Quando no filme acabou o hino, o Politeama ainda terminava o seu cântico, ainda ia no marchons, marchons, e já as pessoas batiam palmas, eufóricas e felizes, contagiadas pela sensação de vitória, conscientes de que aquela horrível guerra ia acabar e de que todos tinham encontrado um novo lugar no mundo.

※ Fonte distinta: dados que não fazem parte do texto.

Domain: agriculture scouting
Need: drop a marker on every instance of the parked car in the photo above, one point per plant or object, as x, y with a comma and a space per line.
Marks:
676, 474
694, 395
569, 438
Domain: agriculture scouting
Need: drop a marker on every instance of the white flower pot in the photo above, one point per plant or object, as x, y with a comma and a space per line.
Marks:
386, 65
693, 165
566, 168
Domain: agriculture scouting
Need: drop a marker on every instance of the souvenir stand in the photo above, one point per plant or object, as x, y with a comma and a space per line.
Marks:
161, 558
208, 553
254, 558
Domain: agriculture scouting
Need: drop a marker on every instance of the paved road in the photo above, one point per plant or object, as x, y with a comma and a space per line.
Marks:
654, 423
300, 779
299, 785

Luisinha, corada e ofegante, lançou-me os braços ao pescoço num impulso e beijou-me na boca, um beijo profundo, apaixonado. Senti a sua língua batalhar com a minha, entusiasmada, e o seu corpo tremer de agitação. Depois, olhou para mim e demos uma gargalhada, enquanto o Politeama batia palmas e mais palmas ao Casablanca. Olhei o fundo dos seus olhos, aproximei a boca ao seu ouvido e disse-lhe:
- Amo-te.
Procurou a verdade no meu olhar e descobriu-a. Abraçou-me feliz e disse:
- Eu sempre te amei.
Sentámo-nos e vimos o resto do filme de mão dada até ao fim, o amor a tomar conta de nós. E eu sabia que aquele não era o amor bonito, mas sem futuro, de Bogart e Bergman em Casablanca. Já tivera vários amores assim, nos meus anos em Lisboa, e não queria ter mais nenhum. Desta vez, eu não ia deixar partir a mulher que amava, como deixei partir Mary, Alice e Anika. Desta vez, a mulher vinha comigo.
Quando saímos para a rua, de mão dada, alheios ao facto de a família de Luisinha vir uns metros atrás de nós, abracei-a e beijei-a na testa. Depois, desafiei-a:
- Vem comigo. Vamos partir, só nós dois. Para a América, para o Brasil, tanto faz...
Os seus olhos brilharam e disseram que sim, e assim ficou decidido dentro dos nossos corações, e nem ligámos ao comentário feito pela mãe de Luisinha, uns metros ao nosso lado:
- Que filme horrível que a menina nos obrigou a ver!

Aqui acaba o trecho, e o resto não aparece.